Berita  

Penurunan Hampir 400 Kasus Stunting di Surabaya dari Januari hingga September

suroboyo.id – Angka kejadian stunting pada balita di Surabaya mengalami penurunan hampir 400 kasus selama periode Januari hingga September 2023.

Menurut hasil survei dari Status Gizi Indonesia (SSGI) yang dilakukan oleh Kementerian Kesehatan pada tahun 2022, prevalensi stunting di Surabaya berada pada tingkat 4,8 persen atau melibatkan 923 balita hingga awal bulan Januari 2023.

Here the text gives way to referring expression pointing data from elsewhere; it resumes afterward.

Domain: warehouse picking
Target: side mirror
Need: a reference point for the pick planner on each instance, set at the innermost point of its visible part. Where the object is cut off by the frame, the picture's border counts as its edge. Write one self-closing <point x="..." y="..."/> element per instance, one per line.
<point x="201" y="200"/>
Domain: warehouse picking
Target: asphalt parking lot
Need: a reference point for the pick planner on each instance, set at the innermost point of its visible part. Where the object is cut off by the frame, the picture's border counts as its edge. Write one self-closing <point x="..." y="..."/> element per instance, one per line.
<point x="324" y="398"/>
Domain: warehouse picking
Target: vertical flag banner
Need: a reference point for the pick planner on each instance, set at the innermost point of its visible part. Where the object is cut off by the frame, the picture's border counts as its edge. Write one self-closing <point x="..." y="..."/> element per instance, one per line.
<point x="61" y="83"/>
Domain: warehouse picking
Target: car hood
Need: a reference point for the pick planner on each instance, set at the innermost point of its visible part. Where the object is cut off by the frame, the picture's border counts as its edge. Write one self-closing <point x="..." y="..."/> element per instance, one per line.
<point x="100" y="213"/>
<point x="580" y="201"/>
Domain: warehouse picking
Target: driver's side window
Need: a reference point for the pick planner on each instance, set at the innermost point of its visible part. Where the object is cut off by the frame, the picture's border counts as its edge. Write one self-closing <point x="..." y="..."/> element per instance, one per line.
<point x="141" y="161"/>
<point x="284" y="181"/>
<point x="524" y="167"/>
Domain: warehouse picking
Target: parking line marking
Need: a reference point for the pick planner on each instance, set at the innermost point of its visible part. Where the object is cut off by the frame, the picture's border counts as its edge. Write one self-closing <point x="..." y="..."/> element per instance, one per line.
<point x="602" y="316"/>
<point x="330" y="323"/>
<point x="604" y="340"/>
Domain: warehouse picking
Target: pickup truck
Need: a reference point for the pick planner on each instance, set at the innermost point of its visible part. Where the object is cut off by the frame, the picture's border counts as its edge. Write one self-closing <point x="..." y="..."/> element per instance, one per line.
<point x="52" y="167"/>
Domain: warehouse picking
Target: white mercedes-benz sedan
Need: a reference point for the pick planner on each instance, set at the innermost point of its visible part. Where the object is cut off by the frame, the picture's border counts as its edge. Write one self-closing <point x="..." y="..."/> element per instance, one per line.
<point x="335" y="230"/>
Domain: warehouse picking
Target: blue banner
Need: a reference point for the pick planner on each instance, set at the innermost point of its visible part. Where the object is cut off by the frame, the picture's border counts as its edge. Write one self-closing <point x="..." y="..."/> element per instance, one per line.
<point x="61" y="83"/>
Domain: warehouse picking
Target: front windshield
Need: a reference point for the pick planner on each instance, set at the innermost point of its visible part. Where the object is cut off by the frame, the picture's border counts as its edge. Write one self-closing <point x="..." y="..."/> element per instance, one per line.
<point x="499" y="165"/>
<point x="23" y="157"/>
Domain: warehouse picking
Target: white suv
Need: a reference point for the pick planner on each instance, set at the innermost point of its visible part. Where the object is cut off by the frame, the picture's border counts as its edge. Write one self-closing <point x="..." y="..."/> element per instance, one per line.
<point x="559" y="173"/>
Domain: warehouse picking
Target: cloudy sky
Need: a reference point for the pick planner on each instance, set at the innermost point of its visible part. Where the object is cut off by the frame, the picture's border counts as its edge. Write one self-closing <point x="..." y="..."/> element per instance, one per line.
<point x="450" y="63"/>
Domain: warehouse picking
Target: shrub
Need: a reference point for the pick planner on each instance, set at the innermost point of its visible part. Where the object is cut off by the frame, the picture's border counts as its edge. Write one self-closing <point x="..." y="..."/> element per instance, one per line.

Namun, angka tersebut terus mengalami penurunan sepanjang bulan-bulan berikutnya. Pada bulan Februari, terdapat 872 kasus stunting, lalu pada awal Maret 850 kasus, kemudian pada awal April 805 kasus.

Pada bulan Mei 2023, angka ini menurun menjadi 760 kasus, diikuti oleh penurunan lebih lanjut pada awal Juni 2023 hingga mencapai 712 kasus.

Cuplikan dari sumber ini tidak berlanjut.